Moving cargo vessels in and out of the Port of Baltimore is a complex task. Gigantic ships carry everything from thousands of new cars to 40-foot containers packed with sporting goods or personal protective equipment.
It’s no surprise a team effort is required to safely and securely move and unload the vessels. The Vane Brothers Company, which has been serving the Port since 1898, is part of that team. Vane offers a wide range of logistics services designed to make a ship’s visit to Baltimore as seamless as possible.

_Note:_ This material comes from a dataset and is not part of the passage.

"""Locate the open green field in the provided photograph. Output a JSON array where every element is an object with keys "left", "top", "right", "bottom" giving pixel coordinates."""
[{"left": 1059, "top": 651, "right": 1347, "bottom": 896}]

“The essential work of the maritime industry has never been more important than in the last few months,” said Vane Capt. Jordan McCluskey, who has been with the company over 10 years. “It’s a proud feeling knowing that our crew has been out here working 24/7 to help keep the cargo moving in the Port of Baltimore.”
We agree. Safely delivered cargo, particularly during the COVID-19 pandemic, is extremely important and ensures grocers can stock their shelves, and PPE is available for those who need it the most.
McCluskey has lived in Baltimore County his entire life. His family operates McCluskey’s Marina in Sparrows Point, and he helps there when he’s not piloting Vane’s tugboat, Cape May. His father, Mark McCluskey, is also a Vane Brothers captain, operating the Cape May or the launch boat MV Carlyn.
The 3,000-horsepower Cape May, which is based at the Port, transports oil barges with 400,000-to-1.2 million gallons of oil for refueling cargo vessels. Jordan McCluskey loves the work.
“First off, it’s a top-notch boat and a great crew,” he said. “And since I’ve always lived in this area, I know how fortunate I am to be able to remain close to home, working for a very supportive company at such a dynamic port.”
There are two crews that alternate on the Cape May, meaning McCluskey and others work two weeks on/two weeks off, which means they get to go home between jobs instead of living on the tugboat. McCluskey’s crew has included licensed engineer Ernest Hardy Jr. and deckhands Tom Patzold and Glen Scroggins for the past two years.
Besides supplying and distributing fuel (a practice known as bunkering), Vane Brothers in Baltimore also provides lightering services (transferring cargo between vessels to reduce a larger ship’s draft), launch services and operations expertise.
The company was founded by Capts. William B. Vane and his brother, Allen P. Vane, as a ship chandlery, a retailer that sells supplies and equipment to ships. Over the years, Vane Brothers grew into a diverse marine transportation provider with locations along the East and West coasts and a fleet of more than 130 vessels, according to its website. The company’s headquarters are within the Port of Baltimore at Pointe Lookout, which offers a view of the Patapsco River and Seagirt Marine Terminal.
“Vane Brothers has a long and storied history at the Port of Baltimore,” said Richard Scher, spokesman for the MDOT Maryland Port Administration. “For more than a century, Vane Brothers has been assisting ships’ arrivals and departures to and from the Port in myriad ways. They are the definition of a multi-faceted company and one of the key reasons why the Port of Baltimore has a strong reputation for its logistics capabilities.”